From Wikipedia, the free encyclopedia

The correct title of this article is cut (Unix). The initial letter is shown capitalized due to technical restrictions.

cut is a Unix command which is typically used to extract a certain range of characters from a line, usually from a file.

[edit] Syntax

 cut [-b] [-c] [-f list] [-n] [-d delim] [-s] [file]

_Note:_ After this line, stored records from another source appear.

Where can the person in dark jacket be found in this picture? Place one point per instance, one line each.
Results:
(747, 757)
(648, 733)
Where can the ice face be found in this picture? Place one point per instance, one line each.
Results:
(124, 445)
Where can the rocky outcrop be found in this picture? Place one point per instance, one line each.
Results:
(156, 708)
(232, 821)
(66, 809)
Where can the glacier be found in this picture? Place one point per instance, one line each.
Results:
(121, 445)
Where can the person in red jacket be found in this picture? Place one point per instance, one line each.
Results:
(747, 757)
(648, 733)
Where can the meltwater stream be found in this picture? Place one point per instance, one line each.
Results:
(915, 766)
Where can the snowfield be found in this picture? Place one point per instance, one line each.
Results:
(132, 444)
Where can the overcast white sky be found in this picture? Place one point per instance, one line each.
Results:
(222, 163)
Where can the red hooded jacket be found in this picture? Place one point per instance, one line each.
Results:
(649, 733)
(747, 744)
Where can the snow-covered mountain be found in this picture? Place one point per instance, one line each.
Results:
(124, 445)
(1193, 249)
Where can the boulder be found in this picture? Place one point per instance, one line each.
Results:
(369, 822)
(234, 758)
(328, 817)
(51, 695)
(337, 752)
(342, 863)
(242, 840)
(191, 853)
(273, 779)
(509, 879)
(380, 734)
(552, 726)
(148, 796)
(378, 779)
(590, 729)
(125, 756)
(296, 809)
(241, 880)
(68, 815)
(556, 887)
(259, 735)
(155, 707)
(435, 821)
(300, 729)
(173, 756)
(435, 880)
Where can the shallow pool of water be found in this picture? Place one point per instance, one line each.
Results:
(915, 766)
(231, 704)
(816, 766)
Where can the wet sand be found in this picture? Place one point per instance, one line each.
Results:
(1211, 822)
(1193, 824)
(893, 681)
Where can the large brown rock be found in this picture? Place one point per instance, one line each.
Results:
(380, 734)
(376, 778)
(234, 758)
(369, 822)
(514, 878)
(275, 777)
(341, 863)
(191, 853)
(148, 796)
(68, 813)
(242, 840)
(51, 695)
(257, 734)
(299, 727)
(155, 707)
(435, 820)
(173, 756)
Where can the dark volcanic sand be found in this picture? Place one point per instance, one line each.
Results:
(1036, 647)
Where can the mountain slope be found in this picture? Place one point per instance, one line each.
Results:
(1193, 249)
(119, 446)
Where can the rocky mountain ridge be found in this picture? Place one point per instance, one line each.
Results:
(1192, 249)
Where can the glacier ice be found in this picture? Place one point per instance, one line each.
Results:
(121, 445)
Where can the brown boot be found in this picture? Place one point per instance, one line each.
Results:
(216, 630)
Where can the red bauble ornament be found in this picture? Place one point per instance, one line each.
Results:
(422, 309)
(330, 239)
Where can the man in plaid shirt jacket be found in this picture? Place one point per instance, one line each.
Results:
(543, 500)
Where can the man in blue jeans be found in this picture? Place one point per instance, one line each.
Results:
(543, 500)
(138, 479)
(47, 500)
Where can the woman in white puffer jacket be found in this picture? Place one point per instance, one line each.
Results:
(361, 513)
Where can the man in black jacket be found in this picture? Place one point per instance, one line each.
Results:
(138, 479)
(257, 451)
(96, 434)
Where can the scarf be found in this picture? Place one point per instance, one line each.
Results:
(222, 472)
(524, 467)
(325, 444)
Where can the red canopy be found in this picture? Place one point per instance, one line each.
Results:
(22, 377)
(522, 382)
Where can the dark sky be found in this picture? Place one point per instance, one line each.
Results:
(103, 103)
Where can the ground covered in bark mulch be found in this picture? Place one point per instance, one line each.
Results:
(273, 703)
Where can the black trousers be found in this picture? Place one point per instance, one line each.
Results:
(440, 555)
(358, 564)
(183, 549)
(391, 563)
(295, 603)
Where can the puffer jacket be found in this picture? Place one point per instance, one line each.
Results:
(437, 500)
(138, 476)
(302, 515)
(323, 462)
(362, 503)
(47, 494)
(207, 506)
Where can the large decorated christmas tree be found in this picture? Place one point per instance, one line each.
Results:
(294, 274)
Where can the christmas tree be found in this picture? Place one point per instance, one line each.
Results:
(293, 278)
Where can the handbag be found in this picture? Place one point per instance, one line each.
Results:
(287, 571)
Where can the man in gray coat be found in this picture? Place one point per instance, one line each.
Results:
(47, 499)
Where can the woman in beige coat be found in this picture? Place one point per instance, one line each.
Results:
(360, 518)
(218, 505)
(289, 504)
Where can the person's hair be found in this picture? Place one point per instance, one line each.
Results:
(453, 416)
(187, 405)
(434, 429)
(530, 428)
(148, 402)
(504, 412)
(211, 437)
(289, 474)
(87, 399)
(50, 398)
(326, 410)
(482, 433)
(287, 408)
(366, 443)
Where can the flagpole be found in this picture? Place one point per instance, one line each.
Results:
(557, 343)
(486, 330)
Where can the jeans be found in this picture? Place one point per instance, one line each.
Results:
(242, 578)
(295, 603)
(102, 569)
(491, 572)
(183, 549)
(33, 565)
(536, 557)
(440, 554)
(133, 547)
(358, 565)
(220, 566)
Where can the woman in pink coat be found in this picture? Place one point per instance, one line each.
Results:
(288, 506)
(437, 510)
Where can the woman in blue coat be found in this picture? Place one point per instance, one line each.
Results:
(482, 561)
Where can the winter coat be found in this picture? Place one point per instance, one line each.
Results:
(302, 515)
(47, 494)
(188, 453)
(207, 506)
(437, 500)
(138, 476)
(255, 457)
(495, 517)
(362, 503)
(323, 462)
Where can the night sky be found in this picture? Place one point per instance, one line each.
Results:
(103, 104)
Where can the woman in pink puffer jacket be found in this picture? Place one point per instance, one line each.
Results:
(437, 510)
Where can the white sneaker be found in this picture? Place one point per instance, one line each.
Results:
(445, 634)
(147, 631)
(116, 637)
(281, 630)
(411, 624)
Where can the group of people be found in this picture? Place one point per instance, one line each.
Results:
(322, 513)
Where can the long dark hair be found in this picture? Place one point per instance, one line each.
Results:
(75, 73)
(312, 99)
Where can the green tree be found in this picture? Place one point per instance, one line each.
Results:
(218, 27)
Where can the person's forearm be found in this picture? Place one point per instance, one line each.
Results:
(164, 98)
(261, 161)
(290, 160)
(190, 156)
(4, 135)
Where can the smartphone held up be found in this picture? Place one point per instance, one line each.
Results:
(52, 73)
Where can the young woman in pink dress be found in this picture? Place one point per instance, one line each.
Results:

Flags which may be used include

-b
Bytes; a list following -b specifies a range of bytes which will be returned, e.g. cut -b1-66 would return the first 66 bytes of a line. NB If used in conjunction with -n, no multi-byte characters will be split. NNB. -b will only work on input lines of less than 1023 bytes
-c
Characters; a list following -c specifies a range of characters which will be returned, e.g. cut -c1-66 would return the first 66 characters of a line
-f
Specifies a field list, separated by a delimiter
list
A comma separated or blank separated list of integer denoted fields, incrementally ordered. The - indicator may be supplied as shorthand to allow inclusion of ranges of fields e.g. 4-6 for ranges 4–6 or 5- as shorthand for field 5 to the end, etc.
-n
Used in combination with -b suppresses splits of multi-byte characters
-d
Delimiter; the character immediately following the -d option is the field delimiter for use in conjunction with the -f option; the default delimiter is tab. Space and other characters with special meanings within the context of the shell in use must be enquoted or escaped as necessary.
-s
Bypasses lines which contain no field delimiters when -f is specified, unless otherwise indicated.
file
The file (and accompanying path if necessary) to process as input. If no file is specified then standard input will be used.